The DOJ's investigation is the latest sign of heavy scrutiny on tech dealmaking.

An exterior view of the Adobe headquarters is seen in San Jose, Calif.

The Justice Department is preparing to open an in-depth investigation of Adobe’s $20 billion takeover of design collaboration company Figma, according to four people with knowledge of the matter and a document viewed by POLITICO.

The DOJ has been contacting customers and competitors of Adobe and Figma, as well as Figma’s venture capital investors, in recent weeks, the people said. According to one of the people, the DOJ has already issued civil investigative demands — information requests similar to subpoenas — an unusual move at this early juncture in the probe.

The investigation would be the latest in a long line of actions from the DOJ and Federal Trade Commission scrutinizing the market power of the world’s largest technology companies. Lawsuits against Meta and Google are currently winding their way through the courts and investigations of Apple and Amazon is underway. And now they’re setting their sites on Adobe, which has a $140 billion valuation and is far and away the market leader in digital design tools.

In mid-September, Adobe announced its deal for Figma, a collaboration tool with fierce loyalty among designers, who were quick to voice concerns. Chief among those issues is that Adobe will raise prices for Figma, an upstart competitor, while innovation slows to a crawl. For its part, Adobe has said it does not plan to raise prices and will continue offering a so-called freemium version of Figma.

The exact timing of the probe is unclear. According to three of the people, the companies announced their deal on Sept. 15 and are still in the review period mandated by law. The DOJ has the discretion to open a longer, optional review period if it has concerns a deal will harm competition.
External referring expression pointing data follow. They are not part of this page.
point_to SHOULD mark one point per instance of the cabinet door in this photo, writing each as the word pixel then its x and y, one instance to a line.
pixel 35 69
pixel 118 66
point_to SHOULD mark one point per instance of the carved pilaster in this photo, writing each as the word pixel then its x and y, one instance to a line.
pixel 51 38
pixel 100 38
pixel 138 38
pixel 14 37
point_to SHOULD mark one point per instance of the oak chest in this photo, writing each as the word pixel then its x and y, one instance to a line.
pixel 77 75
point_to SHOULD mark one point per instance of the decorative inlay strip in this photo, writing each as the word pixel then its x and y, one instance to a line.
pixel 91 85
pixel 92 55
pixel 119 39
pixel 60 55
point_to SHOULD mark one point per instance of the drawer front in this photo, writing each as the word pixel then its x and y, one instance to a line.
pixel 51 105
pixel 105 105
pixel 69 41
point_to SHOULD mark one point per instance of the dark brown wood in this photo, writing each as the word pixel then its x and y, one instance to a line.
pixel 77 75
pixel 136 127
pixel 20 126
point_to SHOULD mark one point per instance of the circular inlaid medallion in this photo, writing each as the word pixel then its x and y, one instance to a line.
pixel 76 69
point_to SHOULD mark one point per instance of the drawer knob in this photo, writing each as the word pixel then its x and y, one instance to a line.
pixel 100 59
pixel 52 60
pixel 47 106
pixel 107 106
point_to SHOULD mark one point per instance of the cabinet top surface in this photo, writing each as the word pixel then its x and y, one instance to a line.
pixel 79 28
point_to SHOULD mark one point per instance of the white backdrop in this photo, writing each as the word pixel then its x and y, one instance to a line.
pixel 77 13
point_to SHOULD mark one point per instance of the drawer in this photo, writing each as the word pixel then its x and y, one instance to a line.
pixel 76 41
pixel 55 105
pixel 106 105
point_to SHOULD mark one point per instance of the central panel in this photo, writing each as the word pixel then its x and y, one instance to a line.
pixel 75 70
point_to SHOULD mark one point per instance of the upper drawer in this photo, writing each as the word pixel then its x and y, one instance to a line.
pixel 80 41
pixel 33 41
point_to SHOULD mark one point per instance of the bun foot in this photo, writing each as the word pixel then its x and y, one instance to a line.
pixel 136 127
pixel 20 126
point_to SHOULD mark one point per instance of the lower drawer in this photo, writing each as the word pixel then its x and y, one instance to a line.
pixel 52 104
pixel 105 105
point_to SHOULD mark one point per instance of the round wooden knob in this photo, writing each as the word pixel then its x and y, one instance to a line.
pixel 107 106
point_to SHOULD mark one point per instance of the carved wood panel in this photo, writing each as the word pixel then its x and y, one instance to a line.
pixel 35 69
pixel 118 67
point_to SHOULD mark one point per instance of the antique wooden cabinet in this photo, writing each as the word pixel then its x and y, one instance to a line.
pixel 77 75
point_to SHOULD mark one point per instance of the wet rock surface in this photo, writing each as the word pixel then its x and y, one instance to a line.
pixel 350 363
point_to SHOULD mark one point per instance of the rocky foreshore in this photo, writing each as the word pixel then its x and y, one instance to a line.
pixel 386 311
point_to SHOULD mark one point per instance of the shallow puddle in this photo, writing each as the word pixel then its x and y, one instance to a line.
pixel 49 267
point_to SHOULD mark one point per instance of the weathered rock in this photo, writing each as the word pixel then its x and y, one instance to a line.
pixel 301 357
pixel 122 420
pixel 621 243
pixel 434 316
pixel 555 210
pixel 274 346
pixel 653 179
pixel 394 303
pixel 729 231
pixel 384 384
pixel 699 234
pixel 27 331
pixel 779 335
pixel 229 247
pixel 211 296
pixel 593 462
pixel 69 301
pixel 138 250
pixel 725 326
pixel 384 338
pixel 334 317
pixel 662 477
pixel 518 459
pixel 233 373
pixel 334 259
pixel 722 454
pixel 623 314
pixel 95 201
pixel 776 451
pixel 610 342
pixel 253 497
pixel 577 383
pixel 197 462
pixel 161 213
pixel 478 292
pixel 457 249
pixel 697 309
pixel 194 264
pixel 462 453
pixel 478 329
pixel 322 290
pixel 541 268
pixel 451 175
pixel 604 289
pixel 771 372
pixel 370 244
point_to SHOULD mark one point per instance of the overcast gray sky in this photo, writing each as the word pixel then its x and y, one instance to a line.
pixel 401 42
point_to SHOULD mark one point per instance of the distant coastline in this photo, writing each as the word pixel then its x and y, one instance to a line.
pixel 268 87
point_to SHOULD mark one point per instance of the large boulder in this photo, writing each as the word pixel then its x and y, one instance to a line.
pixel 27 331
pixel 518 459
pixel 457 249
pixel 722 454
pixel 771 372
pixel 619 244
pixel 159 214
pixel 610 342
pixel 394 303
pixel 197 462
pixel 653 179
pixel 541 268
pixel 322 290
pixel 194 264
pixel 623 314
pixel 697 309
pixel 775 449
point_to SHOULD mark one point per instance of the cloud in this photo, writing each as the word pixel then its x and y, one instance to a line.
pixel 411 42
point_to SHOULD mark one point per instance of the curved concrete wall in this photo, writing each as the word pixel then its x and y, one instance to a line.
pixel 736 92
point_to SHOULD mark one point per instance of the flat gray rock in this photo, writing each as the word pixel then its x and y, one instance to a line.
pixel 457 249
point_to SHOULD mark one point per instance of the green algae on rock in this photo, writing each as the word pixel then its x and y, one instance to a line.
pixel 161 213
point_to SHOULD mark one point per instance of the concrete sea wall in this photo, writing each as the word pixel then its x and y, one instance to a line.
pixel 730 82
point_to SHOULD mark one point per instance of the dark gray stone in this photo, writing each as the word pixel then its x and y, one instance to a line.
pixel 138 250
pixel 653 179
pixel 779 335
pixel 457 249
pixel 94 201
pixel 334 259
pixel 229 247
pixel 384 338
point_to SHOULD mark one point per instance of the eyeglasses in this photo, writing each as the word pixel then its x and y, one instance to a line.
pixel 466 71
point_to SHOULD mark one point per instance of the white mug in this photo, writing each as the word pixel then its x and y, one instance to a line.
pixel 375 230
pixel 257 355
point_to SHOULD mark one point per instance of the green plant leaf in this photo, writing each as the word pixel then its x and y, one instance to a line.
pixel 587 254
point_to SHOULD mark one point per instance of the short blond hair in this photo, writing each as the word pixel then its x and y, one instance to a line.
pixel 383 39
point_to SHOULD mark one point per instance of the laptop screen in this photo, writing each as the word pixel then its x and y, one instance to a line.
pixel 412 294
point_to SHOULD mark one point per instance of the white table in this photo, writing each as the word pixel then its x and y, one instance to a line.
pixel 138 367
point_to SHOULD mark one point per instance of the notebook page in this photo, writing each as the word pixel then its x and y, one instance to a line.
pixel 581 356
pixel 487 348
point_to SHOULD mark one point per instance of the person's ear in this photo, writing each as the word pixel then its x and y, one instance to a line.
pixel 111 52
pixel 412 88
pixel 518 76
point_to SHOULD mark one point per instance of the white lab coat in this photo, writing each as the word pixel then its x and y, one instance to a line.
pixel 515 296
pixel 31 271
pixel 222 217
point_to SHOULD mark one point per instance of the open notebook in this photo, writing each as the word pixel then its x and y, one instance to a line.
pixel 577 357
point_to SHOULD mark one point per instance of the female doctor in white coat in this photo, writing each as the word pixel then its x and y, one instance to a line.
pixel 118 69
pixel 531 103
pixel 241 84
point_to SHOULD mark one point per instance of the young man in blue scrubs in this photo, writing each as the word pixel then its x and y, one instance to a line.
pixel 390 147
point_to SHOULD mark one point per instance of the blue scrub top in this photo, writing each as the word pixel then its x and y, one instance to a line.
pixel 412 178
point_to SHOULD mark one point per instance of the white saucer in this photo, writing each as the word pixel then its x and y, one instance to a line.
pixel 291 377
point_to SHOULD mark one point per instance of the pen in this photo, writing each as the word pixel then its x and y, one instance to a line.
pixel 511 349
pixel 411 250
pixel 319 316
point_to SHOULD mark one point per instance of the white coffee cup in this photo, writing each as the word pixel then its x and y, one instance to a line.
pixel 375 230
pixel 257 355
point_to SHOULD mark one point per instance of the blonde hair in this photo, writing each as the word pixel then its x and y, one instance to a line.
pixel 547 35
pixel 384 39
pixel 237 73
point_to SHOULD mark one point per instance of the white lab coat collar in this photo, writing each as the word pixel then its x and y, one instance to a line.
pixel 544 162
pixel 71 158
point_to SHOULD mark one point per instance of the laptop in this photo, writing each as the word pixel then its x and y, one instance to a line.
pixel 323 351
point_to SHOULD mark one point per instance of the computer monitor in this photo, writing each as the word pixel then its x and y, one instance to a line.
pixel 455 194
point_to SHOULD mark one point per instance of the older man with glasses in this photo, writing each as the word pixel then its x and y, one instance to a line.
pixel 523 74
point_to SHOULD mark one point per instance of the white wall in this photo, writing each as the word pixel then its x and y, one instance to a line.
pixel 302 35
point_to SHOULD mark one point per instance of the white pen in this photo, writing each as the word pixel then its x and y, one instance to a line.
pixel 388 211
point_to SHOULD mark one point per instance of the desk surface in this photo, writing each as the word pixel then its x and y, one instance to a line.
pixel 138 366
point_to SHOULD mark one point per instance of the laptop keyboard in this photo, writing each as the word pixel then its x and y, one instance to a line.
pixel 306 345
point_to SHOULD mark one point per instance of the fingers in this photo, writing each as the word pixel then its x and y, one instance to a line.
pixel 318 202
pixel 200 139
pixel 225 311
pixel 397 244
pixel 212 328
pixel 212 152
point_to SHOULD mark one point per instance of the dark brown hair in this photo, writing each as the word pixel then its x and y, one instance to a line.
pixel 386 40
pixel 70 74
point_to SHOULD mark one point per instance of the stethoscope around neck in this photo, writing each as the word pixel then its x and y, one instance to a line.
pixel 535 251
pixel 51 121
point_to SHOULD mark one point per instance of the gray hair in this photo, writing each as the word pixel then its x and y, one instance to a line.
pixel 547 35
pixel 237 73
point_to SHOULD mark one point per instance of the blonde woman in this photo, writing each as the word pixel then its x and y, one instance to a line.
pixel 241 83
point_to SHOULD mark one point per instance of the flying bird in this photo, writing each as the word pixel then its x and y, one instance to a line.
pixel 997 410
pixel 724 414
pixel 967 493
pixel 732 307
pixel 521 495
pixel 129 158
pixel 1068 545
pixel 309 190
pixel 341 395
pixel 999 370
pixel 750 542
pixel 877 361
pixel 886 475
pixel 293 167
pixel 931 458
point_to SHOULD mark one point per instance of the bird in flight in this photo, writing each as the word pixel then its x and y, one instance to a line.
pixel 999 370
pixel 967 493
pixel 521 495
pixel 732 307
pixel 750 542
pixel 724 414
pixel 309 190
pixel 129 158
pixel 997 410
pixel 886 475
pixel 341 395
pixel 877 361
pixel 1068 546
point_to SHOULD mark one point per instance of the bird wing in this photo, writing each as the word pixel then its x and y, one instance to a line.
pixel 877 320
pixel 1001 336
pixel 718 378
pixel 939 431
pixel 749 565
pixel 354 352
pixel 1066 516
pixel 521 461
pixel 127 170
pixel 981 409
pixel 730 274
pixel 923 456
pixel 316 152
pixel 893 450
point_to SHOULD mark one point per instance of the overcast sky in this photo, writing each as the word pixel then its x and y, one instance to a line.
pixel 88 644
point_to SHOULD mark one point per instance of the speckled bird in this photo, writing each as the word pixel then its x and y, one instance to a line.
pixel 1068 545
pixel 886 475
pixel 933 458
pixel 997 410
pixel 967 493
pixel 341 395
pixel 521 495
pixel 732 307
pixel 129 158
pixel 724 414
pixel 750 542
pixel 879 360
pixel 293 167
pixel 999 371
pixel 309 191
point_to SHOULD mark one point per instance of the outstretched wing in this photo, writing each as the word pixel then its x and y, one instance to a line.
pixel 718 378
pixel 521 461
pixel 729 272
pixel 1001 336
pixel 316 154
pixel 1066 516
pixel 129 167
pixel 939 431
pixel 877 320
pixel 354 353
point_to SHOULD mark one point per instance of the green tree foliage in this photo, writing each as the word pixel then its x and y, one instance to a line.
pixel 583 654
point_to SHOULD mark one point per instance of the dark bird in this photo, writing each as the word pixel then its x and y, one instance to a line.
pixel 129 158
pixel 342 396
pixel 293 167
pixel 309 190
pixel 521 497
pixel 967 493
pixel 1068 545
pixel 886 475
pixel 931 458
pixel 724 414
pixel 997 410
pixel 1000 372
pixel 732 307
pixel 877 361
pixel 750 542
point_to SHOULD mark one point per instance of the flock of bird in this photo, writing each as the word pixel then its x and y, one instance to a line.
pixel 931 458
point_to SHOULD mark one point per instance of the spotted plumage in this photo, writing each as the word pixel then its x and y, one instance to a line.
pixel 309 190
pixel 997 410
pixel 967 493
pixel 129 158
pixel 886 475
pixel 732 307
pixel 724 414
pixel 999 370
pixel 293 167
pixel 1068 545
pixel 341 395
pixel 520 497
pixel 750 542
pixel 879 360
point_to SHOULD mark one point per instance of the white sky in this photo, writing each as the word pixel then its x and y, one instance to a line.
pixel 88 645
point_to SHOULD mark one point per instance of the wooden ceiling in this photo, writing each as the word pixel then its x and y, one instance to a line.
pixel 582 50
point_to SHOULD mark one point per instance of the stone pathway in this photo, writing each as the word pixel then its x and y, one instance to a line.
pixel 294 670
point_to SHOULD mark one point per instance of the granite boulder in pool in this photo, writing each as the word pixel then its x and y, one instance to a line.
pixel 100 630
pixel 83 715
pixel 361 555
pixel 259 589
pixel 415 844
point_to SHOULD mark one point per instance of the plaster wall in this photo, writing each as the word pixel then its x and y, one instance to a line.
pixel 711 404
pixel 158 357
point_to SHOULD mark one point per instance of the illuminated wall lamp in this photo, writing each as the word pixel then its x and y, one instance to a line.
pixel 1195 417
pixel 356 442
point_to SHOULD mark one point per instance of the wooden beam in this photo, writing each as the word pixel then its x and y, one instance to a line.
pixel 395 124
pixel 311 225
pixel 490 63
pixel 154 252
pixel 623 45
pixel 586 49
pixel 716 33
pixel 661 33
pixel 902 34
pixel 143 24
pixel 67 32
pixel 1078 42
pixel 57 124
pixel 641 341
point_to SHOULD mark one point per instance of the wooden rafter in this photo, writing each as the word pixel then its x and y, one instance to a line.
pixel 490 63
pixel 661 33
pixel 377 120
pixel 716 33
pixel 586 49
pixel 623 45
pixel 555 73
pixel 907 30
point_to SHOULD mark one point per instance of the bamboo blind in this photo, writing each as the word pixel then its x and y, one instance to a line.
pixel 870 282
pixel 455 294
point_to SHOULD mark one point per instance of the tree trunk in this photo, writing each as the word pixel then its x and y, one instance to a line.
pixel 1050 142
While Figma does not compete with core Adobe products such as Photoshop and Indesign, it quickly surpassed Adobe’s own collaboration software, Adobe XD, after the company launched in 2012.



Figma has far surpassed Adobe in collaboration tools for designers, said Tadhg McCarthy, chief design officer at digital product consultancy Elsewhen. “It seems pretty clear to me that [Adobe] is trying to take a player off the board. I expect less competition and less innovation. That’s why everyone is concerned,” he said.

Along with the merger review, the DOJ is also expected to probe Adobe’s past acquisitions, said two of the people, who are not authorized to speak publicly about a confidential matter.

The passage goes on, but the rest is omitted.